E’ la storia di un uomo a cui toccò di difendere la propria città e la propria patria, forse neanche ben consapevole del suo gesto e di ciò che avrebbe significato.

Peccato che a nessuno venga mai in mente oggi, quando le uniche parole che si sentono utilizzare quando qualche iracheno si getta con un camion pieno di esplosivo contro una caserma di soldati stranieri sono "criminale", "pazzo", "esaltato", e altre simili; parole magari spesso vere, ma forse troppo comode, e sicuramente per nulla utili per cercare di capire.
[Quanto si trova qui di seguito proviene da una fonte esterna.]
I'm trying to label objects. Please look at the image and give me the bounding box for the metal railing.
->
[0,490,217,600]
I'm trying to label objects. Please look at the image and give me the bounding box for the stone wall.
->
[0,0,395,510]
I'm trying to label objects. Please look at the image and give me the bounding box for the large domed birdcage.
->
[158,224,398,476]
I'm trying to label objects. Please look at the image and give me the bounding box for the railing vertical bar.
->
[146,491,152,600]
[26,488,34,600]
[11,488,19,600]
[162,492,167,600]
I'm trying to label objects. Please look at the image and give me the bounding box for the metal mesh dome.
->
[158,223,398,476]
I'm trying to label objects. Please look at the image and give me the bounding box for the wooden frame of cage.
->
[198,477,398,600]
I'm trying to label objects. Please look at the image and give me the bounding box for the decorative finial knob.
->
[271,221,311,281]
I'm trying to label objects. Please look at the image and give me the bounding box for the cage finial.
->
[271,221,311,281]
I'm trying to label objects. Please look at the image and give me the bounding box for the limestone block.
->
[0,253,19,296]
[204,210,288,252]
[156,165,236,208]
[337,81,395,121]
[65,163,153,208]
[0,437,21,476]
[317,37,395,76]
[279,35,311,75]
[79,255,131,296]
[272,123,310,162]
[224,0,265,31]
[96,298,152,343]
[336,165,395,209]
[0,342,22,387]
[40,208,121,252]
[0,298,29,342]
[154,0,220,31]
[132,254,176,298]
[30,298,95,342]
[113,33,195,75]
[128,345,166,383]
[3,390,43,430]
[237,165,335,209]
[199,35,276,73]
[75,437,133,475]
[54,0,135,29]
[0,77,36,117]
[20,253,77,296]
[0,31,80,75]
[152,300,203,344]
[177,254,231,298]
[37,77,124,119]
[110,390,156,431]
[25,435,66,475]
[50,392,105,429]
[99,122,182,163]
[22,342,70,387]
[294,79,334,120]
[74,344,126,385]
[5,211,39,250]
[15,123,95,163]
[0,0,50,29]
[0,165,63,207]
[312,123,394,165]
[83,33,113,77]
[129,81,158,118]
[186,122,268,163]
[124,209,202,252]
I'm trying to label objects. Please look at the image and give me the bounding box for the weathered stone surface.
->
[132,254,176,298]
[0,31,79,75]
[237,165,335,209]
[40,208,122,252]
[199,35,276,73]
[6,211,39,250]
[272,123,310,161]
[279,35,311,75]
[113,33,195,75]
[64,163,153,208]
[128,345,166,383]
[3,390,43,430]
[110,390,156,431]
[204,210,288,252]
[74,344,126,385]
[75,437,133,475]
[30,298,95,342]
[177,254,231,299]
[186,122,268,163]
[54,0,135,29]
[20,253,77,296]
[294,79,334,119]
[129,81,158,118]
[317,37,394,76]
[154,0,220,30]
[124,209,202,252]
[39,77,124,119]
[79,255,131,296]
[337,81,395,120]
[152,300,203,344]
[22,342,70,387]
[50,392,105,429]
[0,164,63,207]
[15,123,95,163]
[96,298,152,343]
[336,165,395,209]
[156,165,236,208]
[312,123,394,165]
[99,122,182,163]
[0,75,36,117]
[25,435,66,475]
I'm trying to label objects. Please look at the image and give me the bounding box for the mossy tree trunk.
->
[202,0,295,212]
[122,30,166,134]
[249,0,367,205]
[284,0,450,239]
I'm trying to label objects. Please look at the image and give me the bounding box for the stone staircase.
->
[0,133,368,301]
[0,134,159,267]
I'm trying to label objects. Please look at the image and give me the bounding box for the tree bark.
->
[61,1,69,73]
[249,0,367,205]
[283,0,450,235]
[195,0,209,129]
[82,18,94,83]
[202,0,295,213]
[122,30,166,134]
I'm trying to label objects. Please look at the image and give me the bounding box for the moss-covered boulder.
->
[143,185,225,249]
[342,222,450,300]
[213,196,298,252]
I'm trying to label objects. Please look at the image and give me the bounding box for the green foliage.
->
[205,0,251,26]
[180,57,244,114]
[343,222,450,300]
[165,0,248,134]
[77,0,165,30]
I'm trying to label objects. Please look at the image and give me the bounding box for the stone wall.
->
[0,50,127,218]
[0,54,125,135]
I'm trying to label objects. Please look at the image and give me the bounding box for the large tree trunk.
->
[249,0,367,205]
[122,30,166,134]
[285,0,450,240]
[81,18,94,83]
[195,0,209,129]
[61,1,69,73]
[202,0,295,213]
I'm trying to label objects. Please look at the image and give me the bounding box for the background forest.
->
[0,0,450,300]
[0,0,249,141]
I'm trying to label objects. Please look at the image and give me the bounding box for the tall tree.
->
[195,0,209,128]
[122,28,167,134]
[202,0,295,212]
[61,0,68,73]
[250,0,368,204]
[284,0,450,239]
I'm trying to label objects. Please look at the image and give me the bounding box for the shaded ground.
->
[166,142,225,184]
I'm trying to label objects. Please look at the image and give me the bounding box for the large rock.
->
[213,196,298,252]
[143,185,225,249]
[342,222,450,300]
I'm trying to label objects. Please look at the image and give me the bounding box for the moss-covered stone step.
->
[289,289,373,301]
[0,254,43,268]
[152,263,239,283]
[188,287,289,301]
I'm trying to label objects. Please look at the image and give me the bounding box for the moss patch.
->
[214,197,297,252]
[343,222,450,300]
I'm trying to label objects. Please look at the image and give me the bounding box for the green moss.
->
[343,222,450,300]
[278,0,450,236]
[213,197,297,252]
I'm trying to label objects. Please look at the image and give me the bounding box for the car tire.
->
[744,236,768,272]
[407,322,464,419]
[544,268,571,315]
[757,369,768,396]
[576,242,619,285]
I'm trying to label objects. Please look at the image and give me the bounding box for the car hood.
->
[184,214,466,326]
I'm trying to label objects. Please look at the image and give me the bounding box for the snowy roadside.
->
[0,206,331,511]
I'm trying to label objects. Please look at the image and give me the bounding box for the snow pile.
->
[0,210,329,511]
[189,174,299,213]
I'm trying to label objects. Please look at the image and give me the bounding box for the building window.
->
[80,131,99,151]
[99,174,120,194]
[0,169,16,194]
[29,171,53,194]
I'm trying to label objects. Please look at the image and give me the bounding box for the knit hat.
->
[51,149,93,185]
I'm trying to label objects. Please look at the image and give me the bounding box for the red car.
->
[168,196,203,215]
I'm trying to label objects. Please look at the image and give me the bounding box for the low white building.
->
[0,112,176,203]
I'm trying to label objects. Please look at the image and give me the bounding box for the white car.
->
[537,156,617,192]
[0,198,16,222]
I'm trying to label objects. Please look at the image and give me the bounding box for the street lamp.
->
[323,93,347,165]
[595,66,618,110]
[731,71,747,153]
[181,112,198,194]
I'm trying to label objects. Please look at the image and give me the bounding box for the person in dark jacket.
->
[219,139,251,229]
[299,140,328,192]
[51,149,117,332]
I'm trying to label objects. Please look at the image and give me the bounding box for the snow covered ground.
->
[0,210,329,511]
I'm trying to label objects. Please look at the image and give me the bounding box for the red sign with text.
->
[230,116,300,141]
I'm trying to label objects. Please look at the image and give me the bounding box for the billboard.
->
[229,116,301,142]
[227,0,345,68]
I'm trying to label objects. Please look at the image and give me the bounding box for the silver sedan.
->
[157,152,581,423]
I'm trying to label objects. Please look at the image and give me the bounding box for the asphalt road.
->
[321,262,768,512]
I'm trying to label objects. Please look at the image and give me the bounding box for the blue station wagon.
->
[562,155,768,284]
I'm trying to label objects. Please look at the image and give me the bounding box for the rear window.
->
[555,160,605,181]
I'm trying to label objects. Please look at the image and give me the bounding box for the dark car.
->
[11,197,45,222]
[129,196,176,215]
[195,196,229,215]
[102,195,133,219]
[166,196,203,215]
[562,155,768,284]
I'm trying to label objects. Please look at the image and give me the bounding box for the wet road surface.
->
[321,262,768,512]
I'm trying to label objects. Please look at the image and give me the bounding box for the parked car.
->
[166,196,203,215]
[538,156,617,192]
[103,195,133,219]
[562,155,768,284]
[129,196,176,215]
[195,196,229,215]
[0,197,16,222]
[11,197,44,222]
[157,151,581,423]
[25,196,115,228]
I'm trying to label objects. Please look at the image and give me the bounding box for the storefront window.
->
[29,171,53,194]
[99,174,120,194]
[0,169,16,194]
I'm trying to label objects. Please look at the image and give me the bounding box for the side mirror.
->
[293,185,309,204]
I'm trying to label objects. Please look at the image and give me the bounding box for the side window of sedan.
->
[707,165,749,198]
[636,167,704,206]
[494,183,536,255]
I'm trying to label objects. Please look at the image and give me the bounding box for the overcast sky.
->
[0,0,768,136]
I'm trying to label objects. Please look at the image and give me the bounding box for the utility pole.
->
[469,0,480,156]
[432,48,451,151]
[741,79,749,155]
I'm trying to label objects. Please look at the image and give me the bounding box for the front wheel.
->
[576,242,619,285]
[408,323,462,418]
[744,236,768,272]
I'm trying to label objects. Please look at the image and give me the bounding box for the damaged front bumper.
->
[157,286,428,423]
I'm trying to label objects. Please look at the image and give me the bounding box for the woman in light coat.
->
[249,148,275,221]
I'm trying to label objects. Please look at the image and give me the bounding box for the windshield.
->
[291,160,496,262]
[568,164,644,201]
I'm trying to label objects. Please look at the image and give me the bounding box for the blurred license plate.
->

Il nostro kamikaze nacque in Piemonte, nel lontano 1677, e già giovanissimo imparò a lavorare la pietra divenendo un giovanissimo minatore.

Nel luglio del 1703 il re sabaudo, rimasto senza esercito nella sua guerra contro la Francia, lo reclutò in gran fretta assieme ad altri 20 mila giovani piemontesi. Sapeva che la battaglia si sarebbe condotta nei cunicoli scavati intorno a Torino cercando di difendere la città dagli invasori, e per questo, fra i 20 mila nuovi soldati, aveva scelto cinquanta minatori, e lui era tra questi.

I francesi avanzano, espugnano una dopo l'altra tutte le fortezze sabaude, finché nel maggio del 1706 arrivano alle porte di Torino, la cui conquista appare fondamentale per le sorti della guerra.

Verso la mezzanotte del 29 agosto i granatieri francesi riescono ad aprire la strada alle loro truppe attraverso i cunicoli ed entrano così nel primo tratto della galleria; ma qui devono scendere una rampa di scale e trovano una porta sbarrata: è stato lui, che era di guardia a quel settore, a chiuderla e a preparare una mina per far crollare la rampa nel caso il nemico ci si infilasse. Manda via, con gesto eroico, un suo compagno in difficoltà nell’accensione della miccia, e nel momento in cui sente i francesi sfondare la porta, innesca una miccia corta. Forse cerca anche di mettersi in salvo, ma in ogni caso non ci riesce. L'esplosione quasi immediata fa crollare la volta della scala e travolge i francesi. Lo scoppio quindi uccide anche il coraggioso minatore, raggiunto dall'onda d'urto dell'esplosione. Le scale e la galleria superiore crollano seppellendo gli invasori e fermando la loro avanzata. L'assedio si concluderà con la sconfitta dei francesi pochi giorni dopo, il 7 settembre 1706.

Grazie al suo sacrificio la città è salva, i Savoia pure. Il re (Vittorio Amedeo II) farà corrispondere alla vedova del minatore, Maria Pasqual Bonino, un vitalizio di due pani al giorno.

In uno dei siti dedicati alla sua storia, come forse su decine di libri che abbiamo studiato e ristudiato anche noi a scuola, si possono leggere frasi come “L’episodio testimonia un limpido atto di eroismo compiuto da un soldato consapevole del suo dovere, ed è divenuto il simbolo del sacrificio di tutti coloro che difesero la loro patria in quelle memorabili giornate”.

E’ vero, non era un pazzo, non era un criminale e non era un esaltato. Era, ed è, uno dei nostri più limpidi eroi nazionali.

Si chiamava Pietro Micca.

Nacque a Sagliano d’Andorno (ora Sagliano Micca) il 5 marzo 1677 e morì a Torino nel 1706, facendosi saltare in aria insieme ai suoi nemici.